Quantile Regression#

The QuantReg model takes a direct approach to modeling specific quantiles of the target variable distribution. Unlike methods that model the mean and then derive quantiles from distributional assumptions, quantile regression addresses each conditional quantile explicitly, providing greater flexibility and robustness in heterogeneous data settings.

How it works#

Quantile Regression in MicroImpute leverages the statsmodels’ QuantReg implementation to create precise models of conditional quantiles. During the training phase, the approach fits separate regression models for each requested quantile level, creating a focused model for each part of the conditional distribution you wish to estimate.

The mathematical foundation of the method lies in its objective function, which minimizes asymmetrically weighted absolute residuals rather than squared residuals as in ordinary least squares. This asymmetric weighting system penalizes under-predictions more heavily when estimating higher quantiles and over-predictions more heavily when estimating lower quantiles. This clever formulation allows the model to converge toward solutions that represent true conditional quantiles.
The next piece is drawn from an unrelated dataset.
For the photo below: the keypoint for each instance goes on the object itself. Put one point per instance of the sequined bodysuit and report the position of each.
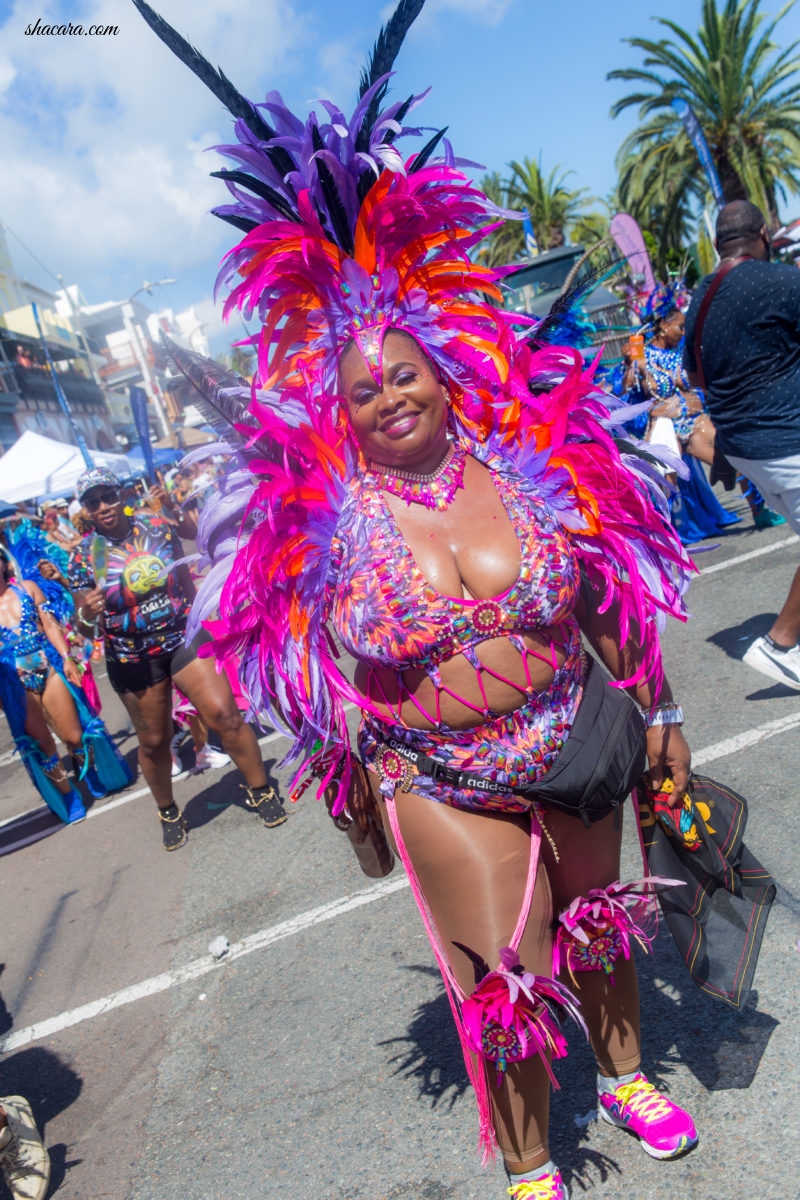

When making predictions, the system applies the appropriate quantile-specific model for each requested quantile level. This direct approach means predictions at different quantiles come from distinct models optimized for those specific portions of the distribution, rather than from a single model with assumptions about the error distribution.

Key features#

Quantile Regression offers several compelling advantages for imputation tasks. It allows direct modeling of conditional quantiles without making restrictive assumptions about the underlying distribution of the data. This distribution-free approach makes the method robust to outliers and applicable in a wide range of scenarios where normal distribution assumptions might be violated.

The method excels at capturing heteroscedasticity—situations where the variability of the target depends on the predictor values. While methods like OLS assume constant variance throughout the feature space, quantile regression naturally adapts to changing variance patterns, providing more accurate predictions in regions with different error characteristics.

By fitting multiple quantile levels, the approach provides a comprehensive picture of the conditional distribution of the target variable. This detailed view enables more nuanced imputation where understanding the full range of possible values is important. For instance, it can reveal asymmetries in the conditional distribution that other methods might miss, offering valuable insights into the uncertainty structure of the imputed values.